During our study we noticed where ‘Stevey’ the manufacturing supervisor from Lead with Respect had established a training dojo and spent the majority of his time training operators to identify and manufacture good parts rather than simply resolving issues and managing escalations. As our leaders embraced lean, they started to engage the SMEs with our teams in a different way – seeing them as coaches, rather than consultants. This, in turn, allowed all team members to learn the process more deeply, build their skills set, and boost their knowledge and engagement.
This initial change in approach stabilized the process and made Billing Services a nicer place to work. Morale significantly improved, with many people from the rest of the organization began to notice the energy and “the buzz” developing on the floor. Despite the progress we had made in dealing with our backlog, however, we reached a point where performance began to plateau. There seemed to be a level of backlog we could not clear!
Around the same time, we changed the cadence of our daily operational management efforts, to reflect the shift from top-down to bottom-up that FXA was experiencing, as well as our new definition of customer value (“Timely and accurate billing”). The Billing Services team then started to huddle every day, record daily orders, throughput, backlog and aged backlog, and share issues and wins from the day before.
An important sentence by Andrew Ward, the “lean hero” in Lead with Respect, came to mind: “…it’s important to remember that the value of seeing mistakes is not about punishing individuals but understanding how the system creates errors. It’s vital that leadership’s attitude must always be that operators … are not guilty.”
Initially our teams assumed the daily measurement was simply a way for leadership to control what they were doing and yell at them so that they’d work harder. However, as we built trust (exactly by not yelling at them), the team started to share more openly and to use the metrics boards and huddles as a way to kaizen the process. It became clear to us all that it is a responsibility of the leadership team to remove the obstacles preventing team members from doing their jobs, by leveraging their experience in, knowledge of and relationship within the organization.
Once the team started working with the real performance numbers daily, without fear of the consequences, we began to progress again and broke through the performance plateau we had been stuck at. The teams’ new-found willingness to surface problems fully each day allowed us to look deeply at the system and investigate new and long-standing performance issues with each other and other upstream teams, to improve order quality and information flow. Performance outliers and deep issues that had been ignored at best – and hidden at worst – were exposed and worked through within our teams. “Not who, but why” became our tagline as we investigated issues: we don’t need to know who caused a problem, but how it happened, if we are to prevent it from reoccurring in the future.

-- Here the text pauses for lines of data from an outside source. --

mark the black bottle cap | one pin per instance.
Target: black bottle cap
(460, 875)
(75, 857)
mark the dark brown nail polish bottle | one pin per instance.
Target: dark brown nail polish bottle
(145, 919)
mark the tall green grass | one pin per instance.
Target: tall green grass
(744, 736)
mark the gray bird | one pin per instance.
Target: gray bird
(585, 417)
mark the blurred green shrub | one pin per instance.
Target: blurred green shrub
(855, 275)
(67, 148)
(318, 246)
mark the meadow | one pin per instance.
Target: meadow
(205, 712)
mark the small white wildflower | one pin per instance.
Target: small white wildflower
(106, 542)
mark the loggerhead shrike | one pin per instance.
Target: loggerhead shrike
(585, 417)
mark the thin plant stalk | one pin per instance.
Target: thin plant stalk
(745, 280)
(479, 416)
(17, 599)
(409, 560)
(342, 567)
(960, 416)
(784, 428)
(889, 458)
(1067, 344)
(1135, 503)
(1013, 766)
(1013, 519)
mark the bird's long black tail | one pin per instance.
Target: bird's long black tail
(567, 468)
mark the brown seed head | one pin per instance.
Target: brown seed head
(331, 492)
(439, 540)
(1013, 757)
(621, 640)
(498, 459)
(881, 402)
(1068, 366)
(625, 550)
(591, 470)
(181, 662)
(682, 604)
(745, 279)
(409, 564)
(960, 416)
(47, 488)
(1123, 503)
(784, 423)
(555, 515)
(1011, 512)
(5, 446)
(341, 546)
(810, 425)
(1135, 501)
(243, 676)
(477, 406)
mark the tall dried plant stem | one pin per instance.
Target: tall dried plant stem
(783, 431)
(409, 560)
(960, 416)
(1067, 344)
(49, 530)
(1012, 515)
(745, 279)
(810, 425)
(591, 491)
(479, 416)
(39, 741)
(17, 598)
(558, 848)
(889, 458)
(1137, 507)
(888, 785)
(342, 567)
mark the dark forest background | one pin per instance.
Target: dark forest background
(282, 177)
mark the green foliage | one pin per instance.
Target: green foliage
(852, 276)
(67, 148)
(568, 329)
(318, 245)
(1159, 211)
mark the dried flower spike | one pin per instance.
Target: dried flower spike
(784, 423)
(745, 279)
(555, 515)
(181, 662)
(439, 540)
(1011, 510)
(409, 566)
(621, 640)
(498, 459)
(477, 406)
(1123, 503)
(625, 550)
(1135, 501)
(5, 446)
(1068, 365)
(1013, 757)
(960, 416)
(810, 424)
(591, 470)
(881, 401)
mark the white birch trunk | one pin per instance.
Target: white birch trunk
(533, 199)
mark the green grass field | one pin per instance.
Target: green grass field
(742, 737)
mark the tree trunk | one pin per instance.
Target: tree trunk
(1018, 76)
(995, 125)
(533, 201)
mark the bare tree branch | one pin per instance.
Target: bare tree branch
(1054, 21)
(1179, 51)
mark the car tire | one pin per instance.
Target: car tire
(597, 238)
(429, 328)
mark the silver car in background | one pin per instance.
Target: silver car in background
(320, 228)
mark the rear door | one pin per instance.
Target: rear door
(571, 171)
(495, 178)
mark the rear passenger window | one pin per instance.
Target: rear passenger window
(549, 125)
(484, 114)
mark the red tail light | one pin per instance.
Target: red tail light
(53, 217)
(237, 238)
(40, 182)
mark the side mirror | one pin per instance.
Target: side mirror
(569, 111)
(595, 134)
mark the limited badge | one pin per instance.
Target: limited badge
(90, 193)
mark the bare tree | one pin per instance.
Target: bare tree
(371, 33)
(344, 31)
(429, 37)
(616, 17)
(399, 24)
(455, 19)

Unsurprisingly, as we started to load contracts in a timely fashion, billing accuracy improved by 50% and cash collection improved in parallel. In our minds, introducing daily measurements was a show of respect for our people, because it makes their job easier by allowing them to action issues in “real time”. Indeed, the backlog reduction was a great success for the team, which we celebrated with them. We are now evolving to measuring billing flow and accuracy rather than just the backlog of unloaded contracts.
What’s funny is that we were covering Chapter 2 of Lead with Respect just last month in our book club (we re-started the book for some of our people, who hadn’t previously participated) and realized that the lessons it contains had been guiding us all along through the backlog experiment. The situation Andy and Jane discuss – in particular breaking down the work and measuring daily – is an exact reflection of what we did. One more time, the book had inspired our thinking and informed our next steps.